This month we continue our discussion on year-end tax planning. With Thanksgiving coming up, we thought we’d dive into giving a little bit more.
There are many ways to give. You can give of your time, your talent, and you can even simply give someone your attention. What most people think of when it comes to giving is doing so financially.
As we mentioned in our quarterly newsletter, giving should first be from the heart. We still believe that to be true. That doesn’t mean your giving shouldn’t also be strategic.
Last month we talked about QCDs as a way to give strategically. This month we want to share a couple other ways you can give in a tax efficient way.
The first way is giving appreciated assets. The most common option is to give stock that has grown a significant amount.
You can also give other appreciated assets such as tangible property (art) or property used for business or trade, but the tax benefits aren’t as great.
What’s An Appreciated Stock?
When you buy a stock (ETF, bond, index fund, mutual fund…etc) in a taxable account, the purchase price becomes what is known as your cost basis. An appreciated stock is one where the price you purchased it at is lower than its current price.
If you hold the position for less than one year and sell it, any gains will be short-term capital gains and taxed as ordinary income at your marginal tax rate. If you hold it for longer than one year, any gains at the time you sell it will be long-term capital gains and taxed at a lower rate.
Stocks (or other assets) that are held a long time typically benefit the most from this type of giving.
How Does It Work?
Let’s assume you want to make a charitable gift of $30,000 this year. You have the cash so one option would be to just give that and be done with it. You would be able to deduct $30,000 in charitable giving.
Let’s also assume you invested $12,000 in XYZ stock 15 years ago. That initial investment is now worth $30,000. If you were to sell that stock now, you would have to pay taxes on the $18,000 in gain.
If you decided to give the stock, you would avoid the taxes on the $18,000 in gain and still be able to deduct $30,000 in charitable giving.
This type of giving is scalable. When the giving need is really large, it provides an opportunity for the second strategic way we want to share today.
Donor Advised Funds
A donor advised fund (DAF) is a separately identified fund or account that is maintained and operated by a 501(c)(3) organization.

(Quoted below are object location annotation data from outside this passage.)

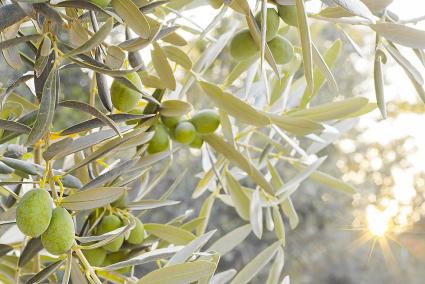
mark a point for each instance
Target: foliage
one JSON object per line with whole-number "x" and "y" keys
{"x": 145, "y": 112}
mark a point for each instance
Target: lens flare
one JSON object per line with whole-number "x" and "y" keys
{"x": 377, "y": 220}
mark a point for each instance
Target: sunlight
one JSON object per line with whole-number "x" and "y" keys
{"x": 378, "y": 221}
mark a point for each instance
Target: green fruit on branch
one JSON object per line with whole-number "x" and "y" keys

In layman’s terms, it’s an account maintained by a charity that can be funded by individuals. Once funded, you lose legal control over the money. Meaning you can’t get it back.
You still have control over how it’s invested and more importantly, how the money is distributed to various charities.
What’s The Benefit?
A DAF allows you to make a large donation in any given year and spread the giving out to different charities in future years.
Donor advised funds are especially useful in years when you have a big windfall. Whether that means you sold your business, had a huge year in sales, or any other reason.
In these years, your income is typically higher than others. Using a DAF allows you to lump future year giving into one year.
How Does It Work?
Let’s assume you’re married (MFJ), run a small business, and make roughly $500,000 a year. You usually give $50,000 each year as well.
Now let’s assume you sold your business for $5MM and you’re going to retire. This means you will no longer be making $500,000 and will likely be in a much lower tax bracket.
Giving a larger amount this year will be the most tax efficient thing to do, but you may not know exactly where you want all of the money to go. Let’s say you settle on giving away $500,000.
By using a DAF fund, you can put all $500,000 in the fund this year and not have to decide where it will all eventually end up. You will also get the full deduction on the $500,000 for tax purposes.
One option is to give appreciated stock to a DAF. This allows you to make a large donation while at the same time offloading a potential large amount of capital gains taxes you would’ve had to pay if you sold them.
These strategies may not be for everybody, but they’re worth considering. Especially for those in the higher tax brackets and with appreciated stocks or other assets.
Do some homework or contact a good financial planner to discuss whether or not this is something you should consider as we head into the end of the year.
Did You Know?
Gifts of appreciated property are deductible up to 30% of your adjusted gross income (AGI).
Cash or non-appreciated property are deductible up to 60% of your income.
What if today, we were just grateful for everything?